I am also scared because I can’t help but feel that I made some bad choices in my life, thankfully none that ever had any nasty consequences, but all those nights I walked through deserted underpasses home because I had my Bacardi breezer confidence in tow. Taxis I shared home with strangers when I’d missed my stop, or just dodgy taxis home as a vulnerable young woman. They could have all had very different endings. So what if this happens with Etta?
I can feel so acutely now the fear that my mother must have felt. It was all the more poignant for her as her mother (my granny) was brutally murdered when I was a baby, so I have in many ways been such a focus and distraction for her particularly in the early days. A baby was also a terrifying prospect without any advice from her mother or without a strong maternal instinct (her words).
Etta is the apple of her eye, I truly can’t tell you much she adores her grandchild. Initially she was worried that she might not feel the bond, but it’s the exact opposite. However, the fear is still there for my mum too.
My most potent example is planning a trip to Egypt a few months ago and my mum being beyond a state about how safe it was, convinced that our plane was going to be blown up. I remember her sobbing on the phone to me, begging me not to go when she uttered the phrase ‘if you die I just want to die with you and Etta. I couldn’t bear to be left behind’. My heart broke.

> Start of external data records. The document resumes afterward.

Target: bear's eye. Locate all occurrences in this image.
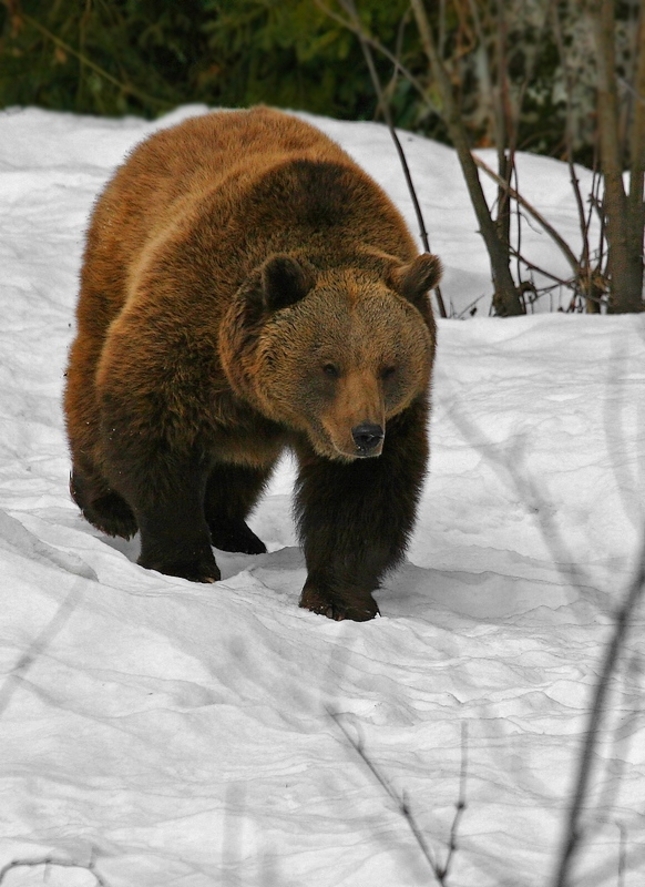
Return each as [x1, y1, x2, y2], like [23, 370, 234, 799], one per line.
[322, 363, 340, 379]
[380, 365, 397, 381]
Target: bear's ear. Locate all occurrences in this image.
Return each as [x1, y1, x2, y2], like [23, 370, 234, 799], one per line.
[261, 255, 315, 312]
[390, 253, 442, 309]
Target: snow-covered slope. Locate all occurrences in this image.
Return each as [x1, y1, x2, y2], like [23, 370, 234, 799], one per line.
[0, 106, 643, 886]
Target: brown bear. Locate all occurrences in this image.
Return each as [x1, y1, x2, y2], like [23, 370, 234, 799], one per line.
[64, 107, 441, 621]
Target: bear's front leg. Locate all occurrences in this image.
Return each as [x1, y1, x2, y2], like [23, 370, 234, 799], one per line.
[294, 402, 429, 621]
[127, 464, 219, 583]
[137, 495, 221, 584]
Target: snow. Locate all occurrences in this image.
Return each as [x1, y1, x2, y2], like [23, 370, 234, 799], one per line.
[1, 104, 644, 886]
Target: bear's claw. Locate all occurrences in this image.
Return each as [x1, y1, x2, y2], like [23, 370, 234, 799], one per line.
[138, 552, 221, 584]
[299, 584, 380, 622]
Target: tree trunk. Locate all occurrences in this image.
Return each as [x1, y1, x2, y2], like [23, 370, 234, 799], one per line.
[410, 0, 524, 316]
[591, 0, 644, 312]
[626, 0, 645, 304]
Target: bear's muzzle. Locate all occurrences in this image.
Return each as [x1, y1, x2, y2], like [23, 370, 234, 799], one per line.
[351, 422, 384, 457]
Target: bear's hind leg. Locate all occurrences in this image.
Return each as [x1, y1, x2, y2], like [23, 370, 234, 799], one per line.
[100, 437, 219, 583]
[204, 463, 272, 555]
[70, 466, 138, 539]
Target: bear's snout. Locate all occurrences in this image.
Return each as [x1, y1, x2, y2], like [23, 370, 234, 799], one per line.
[352, 422, 384, 457]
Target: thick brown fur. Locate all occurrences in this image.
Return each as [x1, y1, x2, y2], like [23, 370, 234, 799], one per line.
[64, 107, 441, 621]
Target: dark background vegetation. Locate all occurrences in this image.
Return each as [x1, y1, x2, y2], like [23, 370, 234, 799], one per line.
[0, 2, 401, 127]
[1, 0, 643, 315]
[0, 0, 616, 167]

Now I know it’s not healthy to live life consumed by ‘what ifs’, in a state of constant fear, but it’s healthy to know what your triggers are – to recognise and acknowledge unhelpful thoughts in order to move beyond them. I will always have anxiety lurking beneath or above the surface, but I have my coping mechanisms and they normally work. But most people who know me will say I’m an upbeat and positive person and this is the person I want Etta to know.
So, I will work very hard to not transfer my anxiety on to Etta, to stop her from living a full and exciting life, because of my terror at what the worst outcome could be. I owe that to her as my mother has tried so hard to do with me.